Es muy importante tener un cuerpo despierto para poder entender las emociones. El
cuerpo es el receptor de nuestro entorno y cuanto más abierto esté más datos recibirá de lo
que le rodea. Hay que empezar a vivir más en el cuerpo y menos en la mente, apagar ese
“pensamiento en castellano” que tenemos o más fácil que apagarlo: ignorarlo.
Por ello es tan importante saber identificar qué emociones vivimos ante determinados
acontecimientos y cuáles se convierten en sentimiento. A partir de ahí, comemzamos a ser
dueños y dueñas de nuestra existencia. Incluso daremos un paso más y aprenderemos no sólo
a reconocer qué emociones y sentimientos experimentamos, sino también cuáles son
beneficiosos para nuestro organismo y cuáles debemos tratar de controlar con más fuerza.
Lo primero que hay que hacer con las emociones es aceptarlas: no hay emociones
buenas y emociones malas. Todas las emociones y sentimientos son necesarios, y, sobre
todo, naturales. Necesarios porque no sabríamos qué se siente siendo felices si nunca
estuviéramos tristes; necesarios porque nos ayudan a comprender, sonreir, llorar, disfrutar,
valorar; necesarios porque, en definitiva, nos hacen sentirnos vivos.
Nos han acostumbrado a que sentir rabia, nostalgia, o todo tipo de emociones
“dolorosas” son “malas” y que hay que apartarlas y vivir siempre con una sonrisa, algo que es
humanamente imposible. Intentar desplazar este tipo de emociones es una fuente de
frustración para todo el que lo intenta porque son naturales. Por eso, el primer paso es hacer
normales todas las emociones.
Y con esto podríamos decir que nuestra vida está regida, casi al completo, por las
emociones. Nos guían, nos llevan hacia delante pero también nos paralizan, a veces son
maravillosas y a veces desearíamos no tenerlas, pero no podemos separarnos de ellas. Son una
parte intrínseca de nosotros mismo, y nada mejor que RECONOCERLAS para aprender a vivir
con ellas.
En este taller es muy importante apagar la cabeza. Primero vamos a jugar, vamos a
conectar con nuestro niño, con la poca importancia que tiene perder y con lo importante que
es volver a intentarlo. Después pasaremos a ejercicios creativos, con el cuerpo, que harán
despertarse a nuestra mente y ametrallarnos con miles de pensamientos negativos: “no lo
estoy haciendo bien” “¿para qué servirá esto?”, y es ahí donde queremos que perciban esos
pensamientos y que no se les haga caso porque lo único que hacen es paralizar al cuerpo, y por
lo tanto a nuestras emociones.
Una vez pasemos la barrera que nos pone nuestra mente, la barrera que paraliza
nuestras emociones, empezaremos a crear.

Dinámica 3:
Despertar el cuerpo, descargar energía (10 min.). Ejercicio físico, tocar con los dedos,
las palmas de la manos… Recorrer el cuerpo.

Dinámica 4:
Simon dice... (8 min.).

Dinámica 5:
Blanco, negro, sí y no (8 min.). Juego de preguntas: no se puede responder con blanco
negro ni sí ni no.

DInámica 6:
Pintar con el cuerpo (10 min.). Con todas las partes del cuerpo, nuestro nombre o lo
que quieran.

Ahora que nos sentimos más libres, que hemos despertado el cuerpo, que nos
encontramos bien, porque nos encontramos bien ¿verdad? Vamos a tomar asiento, de forma
circular.

Dinámica 7:
Listado de como nos autodefinimos
(tantos números de adjetivos como personas en el curso) (10 min.).

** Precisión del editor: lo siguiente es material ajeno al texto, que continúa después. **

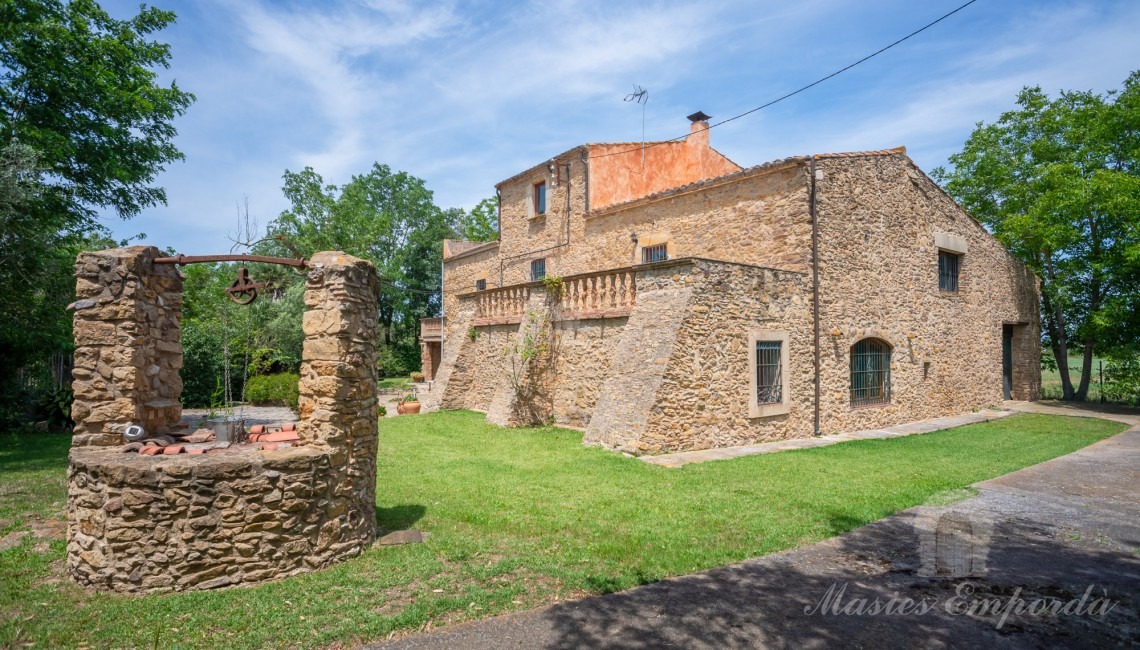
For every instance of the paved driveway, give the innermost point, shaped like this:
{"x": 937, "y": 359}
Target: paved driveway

Vamos a continuar adentrándonos en las emociones.

Dinámica 8:
Ejercicio del globo (10 min.). Gritar y hablar con suavidad. Comprobar las vibraciones
del globo.

Dinámica 9:
Contar experiencias desde otras perspectivas
(En primera persona, como si me hiciera gracia, en tercera persona) (20 min.).

Comentamos como hemo sentido al contarlo desde diferentes perspectivas y hablamos
del estrés y la ansiedad. Después del dolor.

Dinámica 10:
Visualice que es lo que más te relaja en tu día a día. Dedicar tiempo a ello (5 min.).

Dinámica 11:
Ojos cerrados, palabras que nosotros anotamos para superar el dolor o situaciones
negativas(7 min.).

Dinámica 12:
Los sentidos. Sabor, gusto, olfato, tacto… Escribir qué se nos viene a la mente. Tratar
de no averiguar qué es el objeto.

Dinámica 13:
Continuar el juego de la dinámica dos. Completar dibujo.

Dinámica 14:
Todos en círculo, completar dinámica 7: los otros nos definen con adjetivos positivos.

Dinámica 15:
Canción: "siente tu cuerpo, siente la vida, disfruta tus momentos, llénalos de energía"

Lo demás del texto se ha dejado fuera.